An American aerospace company, Lockheed Martin Corporation, believes they can provide a reliable connection to astronauts to stay in touch during their lunar missions.
The company built a spinoff similar to a crescent-like shape (lunar in its first quarter called the sickle Moon) and a Moon-to-Earth satellite communication network in the project’s initial phase.
The project, Parsec, uses a constellation of small lunar satellites to provide constant communication and navigation support between astronauts, their equipment, and people on Earth.
This technology enables astronauts to non-stop communicate with people back home, assist them with spacecraft course changes, and provide them with their precise position and direction back to base, which operates as the Moon’s version of GPS.

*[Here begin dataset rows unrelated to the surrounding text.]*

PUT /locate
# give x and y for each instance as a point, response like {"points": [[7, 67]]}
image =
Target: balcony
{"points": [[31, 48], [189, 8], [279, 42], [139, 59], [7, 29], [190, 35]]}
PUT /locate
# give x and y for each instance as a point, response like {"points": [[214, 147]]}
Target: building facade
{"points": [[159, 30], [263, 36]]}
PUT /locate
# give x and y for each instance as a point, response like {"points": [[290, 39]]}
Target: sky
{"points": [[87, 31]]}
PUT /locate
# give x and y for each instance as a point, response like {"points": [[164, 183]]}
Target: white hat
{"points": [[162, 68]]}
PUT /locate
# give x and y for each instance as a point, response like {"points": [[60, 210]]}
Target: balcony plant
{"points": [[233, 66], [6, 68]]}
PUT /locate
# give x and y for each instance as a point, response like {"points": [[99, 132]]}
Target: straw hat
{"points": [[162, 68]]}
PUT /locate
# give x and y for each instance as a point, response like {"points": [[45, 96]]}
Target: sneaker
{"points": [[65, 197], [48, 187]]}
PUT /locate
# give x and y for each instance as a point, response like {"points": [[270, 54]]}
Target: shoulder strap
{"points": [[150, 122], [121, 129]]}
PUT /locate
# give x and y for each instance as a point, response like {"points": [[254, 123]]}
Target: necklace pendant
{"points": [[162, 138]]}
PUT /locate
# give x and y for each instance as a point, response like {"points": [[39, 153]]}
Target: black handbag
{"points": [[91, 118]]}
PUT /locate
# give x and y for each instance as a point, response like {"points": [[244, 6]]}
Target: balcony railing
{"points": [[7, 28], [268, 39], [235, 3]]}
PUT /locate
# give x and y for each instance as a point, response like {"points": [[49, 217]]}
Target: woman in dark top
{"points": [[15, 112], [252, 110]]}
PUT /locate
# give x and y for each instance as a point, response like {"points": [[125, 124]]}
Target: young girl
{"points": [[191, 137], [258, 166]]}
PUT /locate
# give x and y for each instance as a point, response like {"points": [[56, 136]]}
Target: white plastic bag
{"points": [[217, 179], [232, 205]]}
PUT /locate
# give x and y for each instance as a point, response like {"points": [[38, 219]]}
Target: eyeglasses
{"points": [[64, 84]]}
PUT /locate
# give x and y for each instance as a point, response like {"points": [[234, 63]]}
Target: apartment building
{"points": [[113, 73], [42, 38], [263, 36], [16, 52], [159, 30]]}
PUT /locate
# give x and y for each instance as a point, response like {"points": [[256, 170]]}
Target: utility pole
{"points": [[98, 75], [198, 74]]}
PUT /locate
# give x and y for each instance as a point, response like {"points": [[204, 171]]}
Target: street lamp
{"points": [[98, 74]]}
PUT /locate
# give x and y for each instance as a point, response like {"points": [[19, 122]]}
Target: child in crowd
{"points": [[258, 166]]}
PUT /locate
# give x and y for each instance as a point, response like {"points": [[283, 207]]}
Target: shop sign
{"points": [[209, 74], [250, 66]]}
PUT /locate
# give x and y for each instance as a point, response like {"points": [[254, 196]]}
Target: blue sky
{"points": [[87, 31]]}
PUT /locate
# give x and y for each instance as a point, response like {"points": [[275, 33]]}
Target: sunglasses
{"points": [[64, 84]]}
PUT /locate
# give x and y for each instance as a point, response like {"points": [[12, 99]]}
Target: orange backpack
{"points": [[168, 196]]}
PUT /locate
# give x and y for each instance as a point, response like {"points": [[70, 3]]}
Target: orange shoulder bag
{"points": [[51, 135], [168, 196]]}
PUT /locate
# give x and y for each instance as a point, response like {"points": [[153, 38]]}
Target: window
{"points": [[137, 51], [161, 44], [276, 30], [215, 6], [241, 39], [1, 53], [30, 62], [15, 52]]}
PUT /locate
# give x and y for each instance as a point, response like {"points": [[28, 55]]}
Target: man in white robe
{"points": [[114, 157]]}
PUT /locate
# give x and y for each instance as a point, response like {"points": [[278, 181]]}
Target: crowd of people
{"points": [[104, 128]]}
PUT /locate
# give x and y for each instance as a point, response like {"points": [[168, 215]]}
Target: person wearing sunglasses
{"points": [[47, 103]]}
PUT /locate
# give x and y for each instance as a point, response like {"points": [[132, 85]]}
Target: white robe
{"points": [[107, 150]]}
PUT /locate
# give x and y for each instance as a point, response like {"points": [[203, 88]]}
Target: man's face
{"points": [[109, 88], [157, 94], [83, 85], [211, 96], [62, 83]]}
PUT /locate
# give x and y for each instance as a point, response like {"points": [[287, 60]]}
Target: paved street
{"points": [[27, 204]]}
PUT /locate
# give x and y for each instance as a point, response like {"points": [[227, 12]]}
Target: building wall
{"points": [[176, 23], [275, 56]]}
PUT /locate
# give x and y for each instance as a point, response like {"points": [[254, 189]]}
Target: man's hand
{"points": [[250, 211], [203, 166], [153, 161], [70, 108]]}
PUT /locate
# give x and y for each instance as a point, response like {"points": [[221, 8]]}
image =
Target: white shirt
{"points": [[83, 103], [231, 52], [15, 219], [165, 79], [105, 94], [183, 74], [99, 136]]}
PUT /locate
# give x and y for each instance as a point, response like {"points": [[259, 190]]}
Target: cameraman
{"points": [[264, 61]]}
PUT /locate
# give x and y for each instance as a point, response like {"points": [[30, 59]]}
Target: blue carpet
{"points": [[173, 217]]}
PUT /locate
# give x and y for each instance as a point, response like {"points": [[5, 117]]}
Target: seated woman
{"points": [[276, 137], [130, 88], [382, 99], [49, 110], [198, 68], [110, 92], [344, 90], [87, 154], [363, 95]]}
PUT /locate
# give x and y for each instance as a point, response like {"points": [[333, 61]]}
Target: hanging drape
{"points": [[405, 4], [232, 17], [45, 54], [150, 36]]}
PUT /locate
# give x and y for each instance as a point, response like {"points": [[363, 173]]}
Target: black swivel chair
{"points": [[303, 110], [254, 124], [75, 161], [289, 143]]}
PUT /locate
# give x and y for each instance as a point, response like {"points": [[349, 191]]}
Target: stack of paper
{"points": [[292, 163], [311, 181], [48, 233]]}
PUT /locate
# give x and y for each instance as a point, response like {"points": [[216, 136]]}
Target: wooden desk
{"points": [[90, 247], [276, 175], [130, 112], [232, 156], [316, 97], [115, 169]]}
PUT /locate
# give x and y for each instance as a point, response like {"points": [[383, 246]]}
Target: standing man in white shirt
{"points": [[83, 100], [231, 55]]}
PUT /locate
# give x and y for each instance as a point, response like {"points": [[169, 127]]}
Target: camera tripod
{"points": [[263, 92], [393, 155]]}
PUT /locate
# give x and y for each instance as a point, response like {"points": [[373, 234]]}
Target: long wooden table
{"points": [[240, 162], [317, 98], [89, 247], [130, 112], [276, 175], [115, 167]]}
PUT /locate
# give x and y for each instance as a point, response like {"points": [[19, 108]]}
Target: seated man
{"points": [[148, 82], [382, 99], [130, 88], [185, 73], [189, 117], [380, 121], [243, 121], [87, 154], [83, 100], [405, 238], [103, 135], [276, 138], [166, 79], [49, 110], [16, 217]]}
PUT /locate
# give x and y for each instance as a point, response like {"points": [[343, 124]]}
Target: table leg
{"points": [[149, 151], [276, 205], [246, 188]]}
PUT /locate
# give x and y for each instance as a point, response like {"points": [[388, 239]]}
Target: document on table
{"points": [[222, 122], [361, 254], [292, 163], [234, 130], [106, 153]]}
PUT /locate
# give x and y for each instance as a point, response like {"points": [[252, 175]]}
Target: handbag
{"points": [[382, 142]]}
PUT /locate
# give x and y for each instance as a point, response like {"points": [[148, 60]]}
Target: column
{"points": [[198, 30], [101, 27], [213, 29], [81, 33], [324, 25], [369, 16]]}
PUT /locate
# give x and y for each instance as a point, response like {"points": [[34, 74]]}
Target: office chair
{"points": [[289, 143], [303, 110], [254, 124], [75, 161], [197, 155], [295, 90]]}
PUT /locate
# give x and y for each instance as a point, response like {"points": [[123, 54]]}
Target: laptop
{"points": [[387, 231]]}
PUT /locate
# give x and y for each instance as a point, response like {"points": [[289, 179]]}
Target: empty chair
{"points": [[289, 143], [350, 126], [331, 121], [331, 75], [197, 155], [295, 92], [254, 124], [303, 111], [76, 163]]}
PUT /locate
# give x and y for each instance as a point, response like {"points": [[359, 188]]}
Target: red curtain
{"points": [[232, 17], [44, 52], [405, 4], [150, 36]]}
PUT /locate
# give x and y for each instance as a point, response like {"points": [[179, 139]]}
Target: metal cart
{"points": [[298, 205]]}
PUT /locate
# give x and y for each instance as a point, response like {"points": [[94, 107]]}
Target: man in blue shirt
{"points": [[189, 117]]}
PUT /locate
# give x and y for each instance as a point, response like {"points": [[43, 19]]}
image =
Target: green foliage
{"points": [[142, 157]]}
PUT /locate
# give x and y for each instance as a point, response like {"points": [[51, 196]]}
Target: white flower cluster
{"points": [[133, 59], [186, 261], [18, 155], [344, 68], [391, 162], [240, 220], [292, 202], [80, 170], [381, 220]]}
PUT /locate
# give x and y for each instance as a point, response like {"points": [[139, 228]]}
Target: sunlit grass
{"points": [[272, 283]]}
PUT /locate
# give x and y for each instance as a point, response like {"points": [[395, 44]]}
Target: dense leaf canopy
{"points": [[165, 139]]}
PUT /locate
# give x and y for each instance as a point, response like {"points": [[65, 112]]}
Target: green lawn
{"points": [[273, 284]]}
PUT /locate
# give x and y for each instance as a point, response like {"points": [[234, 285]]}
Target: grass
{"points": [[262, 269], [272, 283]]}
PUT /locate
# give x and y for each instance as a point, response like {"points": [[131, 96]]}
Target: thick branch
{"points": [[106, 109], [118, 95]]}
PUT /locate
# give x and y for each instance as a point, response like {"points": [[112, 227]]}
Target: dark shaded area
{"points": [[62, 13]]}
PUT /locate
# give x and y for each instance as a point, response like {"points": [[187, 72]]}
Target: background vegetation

Crescent’s first Parsec nodes will be operational by 2025, and Lockheed Martin will supply the satellites. According to its CEO, Joe Landon, the company is well positioned to support and assist NASA’s Artemis Moon landings and other exploratory missions.
There is already an ongoing race of lunar tourism between the US and China, as well as private projects like SpaceX’s lunar exploration mission.
Therefore, this project will benefit Lockheed Martin without interfering with its current operations.